Il regista Ken Wiederhorn, già autore del curioso horror "L'occhio del Triangolo" (1978) e che avrà occasione di dirigere un anno più tardi lo stesso John Di Santi nell'apprezzabile thrilling "Gli occhi dello sconosciuto", gira svogliatamente e con scarsissimi mezzi a disposizione un prodotto altamente scombinato ma in grado di elevarsi, soprattutto in alcuni momenti, a livelli di sublimazione del trash quasi divini.

Partiamo dalla sede della confraternita: una fatiscente magione coloniale dalle condizioni igienico-sanitarie a dir poco carenti (per non dire ridotta a un vero e proprio porcile), nella quale si dà libero sfogo a peti e rutti di ogni sorta e rumore; si beve smodatamente e senza ritegno alcuno; si spiaccicano gli spaghetti sul muro per controllare se siano o meno "al dente"; si hanno rapporti sessuali con bambole gonfiabili.

Cornice idealmente prodromica per un'esplosione catartica della spazzatura filmica più assoluta, assistiamo a metà dello sviluppo narrativo a un indimenticabile "festival della scorreggia", organizzato nel teatrino del college, nel quale saranno protagonisti ovviamente "Cicciobello" e la sua segaligna ex fidanzata Bucky, mangiatrice di aglio e provetta scorreggiatrice. In un tripudio di geniale idiozia ci attendono con ritmo assolutamente folle e con dinamica helzapoppiniana, dieci minuti da annoverarsi tra i più deliranti della storia del cinema, nei quali si succedono e si affastellano: l'improbabile anchorman dall'altrettanto improbabile accento napoletano che presenta i vari concorrenti (uno più assurdo dell'altro); il "petometro" atto a misurare le varie "performances" quanto a intensità, rumorosità e odore; il cane sparato a mo' di proiettile per aver inavvertitamente ingurgitato un'allucinante brodaglia destinata a "Cicciobello" su ricetta dell'indiano ripetente, al fine di assicurargli un'"esplosiva" vittoria.

Nella seconda parte, il film mette forse un po' troppa carne al fuoco, alternando momenti riusciti ad altri più pedestri e scontati. Tra i primi citerei senz'altro il segreto spiegato da "Cicciobello" ad un'ignara matricola per bere il maggior quantitativo di birra possibile, consistente nel cacciarsi due dita in gola per liberarsi lo stomaco vomitando anche l'anima.
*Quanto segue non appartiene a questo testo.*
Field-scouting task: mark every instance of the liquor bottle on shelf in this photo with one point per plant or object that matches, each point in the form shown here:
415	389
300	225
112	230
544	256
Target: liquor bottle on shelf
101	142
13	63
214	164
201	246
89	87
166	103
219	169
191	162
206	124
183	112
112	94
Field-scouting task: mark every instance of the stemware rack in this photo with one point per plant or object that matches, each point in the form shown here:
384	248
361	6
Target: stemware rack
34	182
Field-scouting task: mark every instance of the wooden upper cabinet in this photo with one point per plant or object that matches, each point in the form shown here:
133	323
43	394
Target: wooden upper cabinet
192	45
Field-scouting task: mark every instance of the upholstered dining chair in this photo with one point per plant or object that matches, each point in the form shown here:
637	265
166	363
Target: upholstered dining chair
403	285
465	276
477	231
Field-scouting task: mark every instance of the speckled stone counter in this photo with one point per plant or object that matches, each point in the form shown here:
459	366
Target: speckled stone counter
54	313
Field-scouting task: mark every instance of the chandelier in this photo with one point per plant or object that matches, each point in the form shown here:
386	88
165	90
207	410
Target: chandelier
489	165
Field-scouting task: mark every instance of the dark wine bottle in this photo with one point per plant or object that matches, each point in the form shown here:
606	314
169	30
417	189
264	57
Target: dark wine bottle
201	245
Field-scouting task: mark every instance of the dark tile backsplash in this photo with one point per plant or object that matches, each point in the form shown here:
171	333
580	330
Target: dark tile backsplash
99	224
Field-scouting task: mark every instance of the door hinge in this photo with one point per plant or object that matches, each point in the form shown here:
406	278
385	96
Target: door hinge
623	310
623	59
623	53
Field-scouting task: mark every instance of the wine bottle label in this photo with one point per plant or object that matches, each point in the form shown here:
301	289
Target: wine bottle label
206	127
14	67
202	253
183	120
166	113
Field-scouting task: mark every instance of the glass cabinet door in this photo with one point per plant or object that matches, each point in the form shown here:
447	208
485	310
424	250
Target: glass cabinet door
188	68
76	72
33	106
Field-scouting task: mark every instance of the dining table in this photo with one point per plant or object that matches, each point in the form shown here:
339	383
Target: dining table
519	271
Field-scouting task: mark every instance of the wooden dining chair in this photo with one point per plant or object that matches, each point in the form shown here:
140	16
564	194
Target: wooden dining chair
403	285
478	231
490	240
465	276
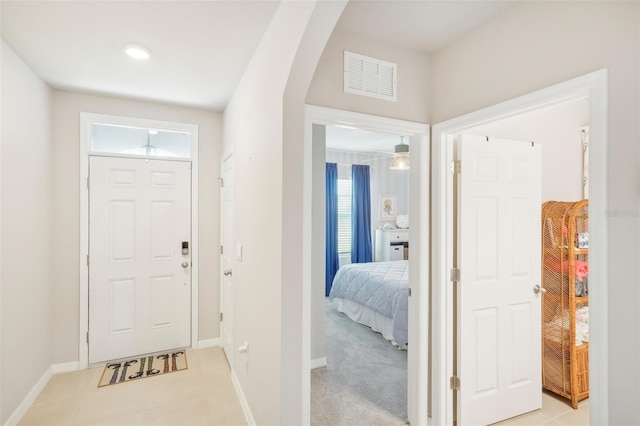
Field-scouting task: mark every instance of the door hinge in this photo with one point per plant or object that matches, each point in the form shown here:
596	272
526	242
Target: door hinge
455	274
454	383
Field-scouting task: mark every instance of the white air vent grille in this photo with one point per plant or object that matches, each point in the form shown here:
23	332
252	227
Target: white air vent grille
370	76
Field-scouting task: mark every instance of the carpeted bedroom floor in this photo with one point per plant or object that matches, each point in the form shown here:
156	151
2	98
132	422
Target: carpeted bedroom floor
365	380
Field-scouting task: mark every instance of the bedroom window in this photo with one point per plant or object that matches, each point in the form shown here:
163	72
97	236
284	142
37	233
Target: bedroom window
344	216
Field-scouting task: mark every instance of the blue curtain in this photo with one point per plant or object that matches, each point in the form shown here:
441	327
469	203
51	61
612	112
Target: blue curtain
332	261
360	215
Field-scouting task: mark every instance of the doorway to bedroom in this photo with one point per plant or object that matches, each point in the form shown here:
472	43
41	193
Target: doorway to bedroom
366	279
413	389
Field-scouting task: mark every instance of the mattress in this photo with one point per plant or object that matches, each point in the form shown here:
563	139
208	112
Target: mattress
380	287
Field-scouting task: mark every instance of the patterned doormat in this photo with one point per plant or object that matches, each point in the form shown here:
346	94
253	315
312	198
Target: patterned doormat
139	368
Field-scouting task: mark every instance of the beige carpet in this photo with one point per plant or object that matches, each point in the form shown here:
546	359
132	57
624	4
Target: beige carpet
365	380
139	368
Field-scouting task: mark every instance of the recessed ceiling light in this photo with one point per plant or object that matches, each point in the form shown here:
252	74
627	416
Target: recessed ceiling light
138	52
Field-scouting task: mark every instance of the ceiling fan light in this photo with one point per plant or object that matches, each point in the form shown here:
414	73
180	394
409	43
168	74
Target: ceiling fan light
400	162
401	157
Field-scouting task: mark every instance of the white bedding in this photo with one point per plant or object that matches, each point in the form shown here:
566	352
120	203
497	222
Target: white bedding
375	294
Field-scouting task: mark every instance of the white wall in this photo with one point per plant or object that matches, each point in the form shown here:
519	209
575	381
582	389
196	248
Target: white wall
534	45
26	240
557	128
263	127
327	87
66	186
319	242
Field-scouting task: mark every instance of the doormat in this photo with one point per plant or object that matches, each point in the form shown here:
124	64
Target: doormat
139	368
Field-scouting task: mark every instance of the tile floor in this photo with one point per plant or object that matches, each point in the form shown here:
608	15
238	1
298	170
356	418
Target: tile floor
201	395
555	411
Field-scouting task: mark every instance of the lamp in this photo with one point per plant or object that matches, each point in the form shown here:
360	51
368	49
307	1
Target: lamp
401	156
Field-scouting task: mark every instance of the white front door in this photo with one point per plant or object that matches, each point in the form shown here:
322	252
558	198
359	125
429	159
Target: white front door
499	260
139	274
226	260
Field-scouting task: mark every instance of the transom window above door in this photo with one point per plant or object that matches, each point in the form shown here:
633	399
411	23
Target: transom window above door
145	142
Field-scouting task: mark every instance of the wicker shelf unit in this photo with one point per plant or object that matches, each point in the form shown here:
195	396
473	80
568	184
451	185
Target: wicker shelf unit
565	252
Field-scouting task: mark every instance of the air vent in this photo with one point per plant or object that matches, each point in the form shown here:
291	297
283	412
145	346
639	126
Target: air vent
370	76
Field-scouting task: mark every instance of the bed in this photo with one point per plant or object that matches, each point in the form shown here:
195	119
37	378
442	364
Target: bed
375	294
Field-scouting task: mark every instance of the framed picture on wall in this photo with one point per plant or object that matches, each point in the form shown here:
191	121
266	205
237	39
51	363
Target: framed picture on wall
388	207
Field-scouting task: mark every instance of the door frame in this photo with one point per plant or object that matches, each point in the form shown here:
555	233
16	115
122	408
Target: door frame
592	86
86	119
418	234
225	157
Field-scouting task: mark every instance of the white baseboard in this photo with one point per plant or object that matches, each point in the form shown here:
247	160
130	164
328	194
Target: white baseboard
65	367
319	362
209	343
243	400
21	410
Di tale discutibile procedura, il nostro ributtante grassone darà una dimostrazione pratica passeggiando nella cucina di un ristorante cinese sotto gli sguardi totalmente indifferenti di cuochi e camerieri, abituati come sono, a detta del ciccione, a riciclare tutto!! Ciò senza dimenticare la delirante festa nella casa, già abbastanza diruta, dei PK Delta, che rivisita in maniera ancor più demenziale il noto "toga party" di "Animal House" e nella quale si staglia un "Cicciobello" seduto sul wc intento, come in buona parte della pellicola, alla defecatio.

Se i deretani esibiti fuori dai finestrini delle automobili per scorreggiare in faccia ai passanti e alle belle ragazze sanno di visto e rivisto, anche la gag dell'iniziazione sessuale della testè citata matricola appare oltremodo "telefonata". Accompagnato dall'ineffabile "Cicciobello" in un equivoco "centro benessere", il giovane sfigato riceverà la visita nientemeno che della sua virginale fidanzata.
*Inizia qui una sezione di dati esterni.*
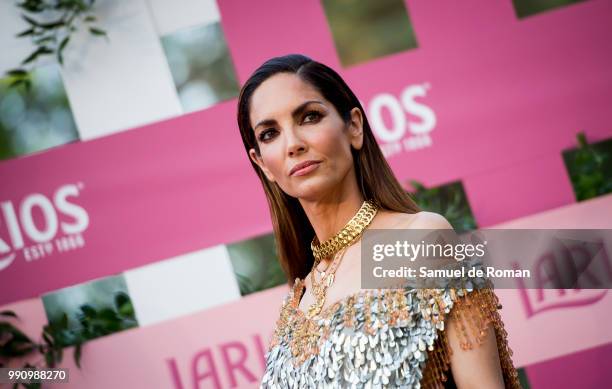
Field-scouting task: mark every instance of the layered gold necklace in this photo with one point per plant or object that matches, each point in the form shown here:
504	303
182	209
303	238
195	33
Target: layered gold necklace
336	247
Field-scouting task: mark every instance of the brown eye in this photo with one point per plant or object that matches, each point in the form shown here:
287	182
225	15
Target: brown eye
311	116
266	135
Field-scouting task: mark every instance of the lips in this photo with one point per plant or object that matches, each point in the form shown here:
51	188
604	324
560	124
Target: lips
302	165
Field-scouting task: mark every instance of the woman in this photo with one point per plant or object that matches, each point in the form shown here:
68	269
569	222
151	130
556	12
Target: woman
326	181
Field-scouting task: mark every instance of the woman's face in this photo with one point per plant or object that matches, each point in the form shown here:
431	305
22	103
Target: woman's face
294	124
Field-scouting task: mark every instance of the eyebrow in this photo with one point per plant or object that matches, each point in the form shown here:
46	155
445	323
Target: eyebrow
296	112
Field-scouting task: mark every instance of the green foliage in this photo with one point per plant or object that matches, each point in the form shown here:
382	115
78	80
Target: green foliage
51	37
449	201
590	168
58	334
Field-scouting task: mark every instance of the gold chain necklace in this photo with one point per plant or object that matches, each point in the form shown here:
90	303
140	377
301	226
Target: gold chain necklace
347	234
319	289
336	246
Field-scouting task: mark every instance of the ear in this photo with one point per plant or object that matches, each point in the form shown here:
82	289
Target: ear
259	161
355	128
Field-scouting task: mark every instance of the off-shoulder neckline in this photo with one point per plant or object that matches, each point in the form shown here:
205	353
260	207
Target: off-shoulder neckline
328	311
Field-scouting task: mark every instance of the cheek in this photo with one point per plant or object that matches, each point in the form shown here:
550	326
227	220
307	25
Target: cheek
272	159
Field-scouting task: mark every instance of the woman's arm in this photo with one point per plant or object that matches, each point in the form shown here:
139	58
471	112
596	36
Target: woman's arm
478	367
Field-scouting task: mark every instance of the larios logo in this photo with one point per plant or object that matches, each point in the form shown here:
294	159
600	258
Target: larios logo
588	266
55	236
402	134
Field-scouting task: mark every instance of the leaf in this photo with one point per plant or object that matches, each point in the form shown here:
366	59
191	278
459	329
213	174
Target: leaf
77	354
8	313
31	21
97	31
40	51
60	50
89	311
27	32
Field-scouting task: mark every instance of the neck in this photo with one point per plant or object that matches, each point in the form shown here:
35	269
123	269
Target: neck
329	216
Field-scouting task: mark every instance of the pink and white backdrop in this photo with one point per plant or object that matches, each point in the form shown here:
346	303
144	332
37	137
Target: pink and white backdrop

Trascurabile il furto della statuetta del satiro superdotato alla confrternita dei fighetti, nonchè il processo farsa del finale.
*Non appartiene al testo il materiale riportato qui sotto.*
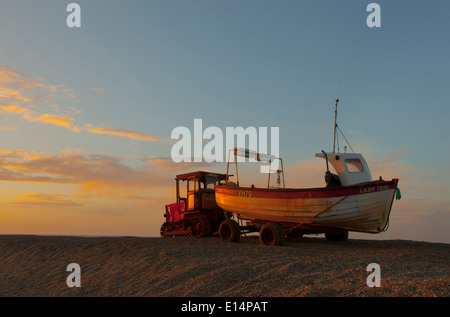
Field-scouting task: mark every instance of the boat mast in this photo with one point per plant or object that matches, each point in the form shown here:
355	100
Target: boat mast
335	126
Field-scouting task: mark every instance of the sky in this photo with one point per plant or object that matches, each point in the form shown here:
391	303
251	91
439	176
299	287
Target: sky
86	113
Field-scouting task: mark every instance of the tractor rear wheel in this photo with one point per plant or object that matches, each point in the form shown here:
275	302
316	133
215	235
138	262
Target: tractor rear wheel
229	231
271	234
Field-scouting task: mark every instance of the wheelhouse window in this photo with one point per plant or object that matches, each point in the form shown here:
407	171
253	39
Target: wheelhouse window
210	183
354	165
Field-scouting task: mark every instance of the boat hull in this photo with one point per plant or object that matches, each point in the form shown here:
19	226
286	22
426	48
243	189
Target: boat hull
363	207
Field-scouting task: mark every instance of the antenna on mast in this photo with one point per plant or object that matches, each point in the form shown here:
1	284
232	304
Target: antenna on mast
335	118
335	126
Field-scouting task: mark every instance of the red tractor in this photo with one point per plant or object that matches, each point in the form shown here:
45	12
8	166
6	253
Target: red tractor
195	214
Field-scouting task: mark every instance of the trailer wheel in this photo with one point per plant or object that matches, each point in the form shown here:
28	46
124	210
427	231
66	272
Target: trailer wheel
342	236
202	227
271	234
229	231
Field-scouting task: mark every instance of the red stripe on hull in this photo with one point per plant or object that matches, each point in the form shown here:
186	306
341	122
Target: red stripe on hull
291	193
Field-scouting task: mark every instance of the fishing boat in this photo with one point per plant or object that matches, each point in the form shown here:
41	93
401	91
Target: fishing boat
349	201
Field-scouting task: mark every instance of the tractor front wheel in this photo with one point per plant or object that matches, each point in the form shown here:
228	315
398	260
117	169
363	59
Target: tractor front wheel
229	231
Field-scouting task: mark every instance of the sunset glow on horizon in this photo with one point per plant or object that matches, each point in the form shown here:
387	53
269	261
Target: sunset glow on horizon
86	113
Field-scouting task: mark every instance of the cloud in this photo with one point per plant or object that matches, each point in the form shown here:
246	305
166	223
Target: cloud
8	127
50	200
97	89
90	170
26	96
123	133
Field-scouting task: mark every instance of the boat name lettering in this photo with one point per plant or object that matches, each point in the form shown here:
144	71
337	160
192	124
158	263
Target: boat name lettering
245	193
373	189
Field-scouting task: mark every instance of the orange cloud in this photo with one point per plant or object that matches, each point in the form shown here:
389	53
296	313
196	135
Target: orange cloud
40	199
123	133
20	94
97	89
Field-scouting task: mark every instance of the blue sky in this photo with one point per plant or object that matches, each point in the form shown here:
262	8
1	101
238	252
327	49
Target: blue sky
150	66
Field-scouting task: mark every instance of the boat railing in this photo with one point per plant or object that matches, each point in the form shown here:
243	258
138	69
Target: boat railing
256	157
Di poco interesse anche il personaggio del preside, caricatura poco riuscita del direttore di un carcere di massima sicurezza stile Alcatraz, interpretato dal modesto caratterista Dan Fitgerald, prevalentemente impegnato nei B-movies americani.

In definitiva "I paraculissimi", pur nel suo becerume e nella sua volgarità più sguaiata e di cattivo gusto, costituisce un esempio di come in un'epoca ormai remota e nostro malgrado irripetibile, anche il cinema minore, con l'esaltazione parossistica e sbracata dei suoi elementi più exploitanti ed estremi, riusciva in qualche modo a competere con i prodotti mainstreams dei quali ricalcava le orme, nonchè a conquistarsi, grazie al mestiere di chi lo realizzava, una sua nicchia di dignità e di autonomia.